The Autobiography of Leslie seems to us in some sort the complement
of Haydon's, and throws the defiant struggle of that remarkable
self-portraiture into stronger relief by the contrast of its equable
good-fortune and fireside tranquillity. The causes of the wide
difference in the course and the result of these two lives are on the
surface and are instructive. Comparing the two men at the outset, we
should have said that all the chances were on Haydon's side. If he had
not genius, he had at least the temperament and external characteristics
that go along with it.
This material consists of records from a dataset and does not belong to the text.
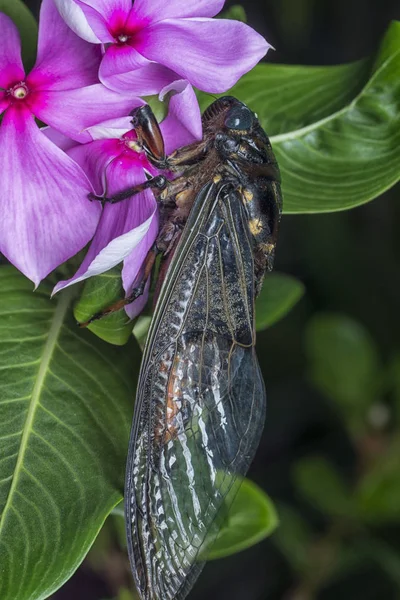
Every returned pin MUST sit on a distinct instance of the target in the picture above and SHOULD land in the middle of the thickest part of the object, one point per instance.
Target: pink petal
(112, 128)
(210, 53)
(72, 112)
(114, 12)
(146, 81)
(11, 67)
(119, 60)
(64, 60)
(183, 123)
(158, 10)
(4, 102)
(60, 140)
(94, 159)
(127, 227)
(75, 17)
(46, 215)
He had what is sometimes wanting to it in its
more purely aesthetic manifestation, the ambition that spurs and the
unflagging energy that seemed a guerdon of unlimited achievement.
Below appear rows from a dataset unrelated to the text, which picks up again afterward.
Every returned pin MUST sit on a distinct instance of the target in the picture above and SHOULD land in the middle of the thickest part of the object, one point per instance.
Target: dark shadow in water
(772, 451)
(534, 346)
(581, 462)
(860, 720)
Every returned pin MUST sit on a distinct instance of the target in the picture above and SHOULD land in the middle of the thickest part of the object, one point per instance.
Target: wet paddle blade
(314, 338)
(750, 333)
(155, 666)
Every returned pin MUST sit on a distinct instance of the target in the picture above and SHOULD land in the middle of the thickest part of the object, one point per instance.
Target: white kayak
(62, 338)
Yet the ambition fermented into love of notoriety and soured into a
fraudulent self-assertion, that grew boastful as it grew distrustful of
its claims and could bring less proof in support of them; the energy
degenerated into impudence, evading the shame of spendthrift bankruptcy
to-day by shifts that were sure to bring a more degrading exposure
tomorrow; and the whole ended at last in a suicide whose tragic pang
is deadened to us by the feeling that so much of the mixed motive that
drove him to it as was not cowardice was a hankering after melodramatic
effect, the last throb of a passion for making his name the theme of
public talk, and his fate the centre of a London day's sensation.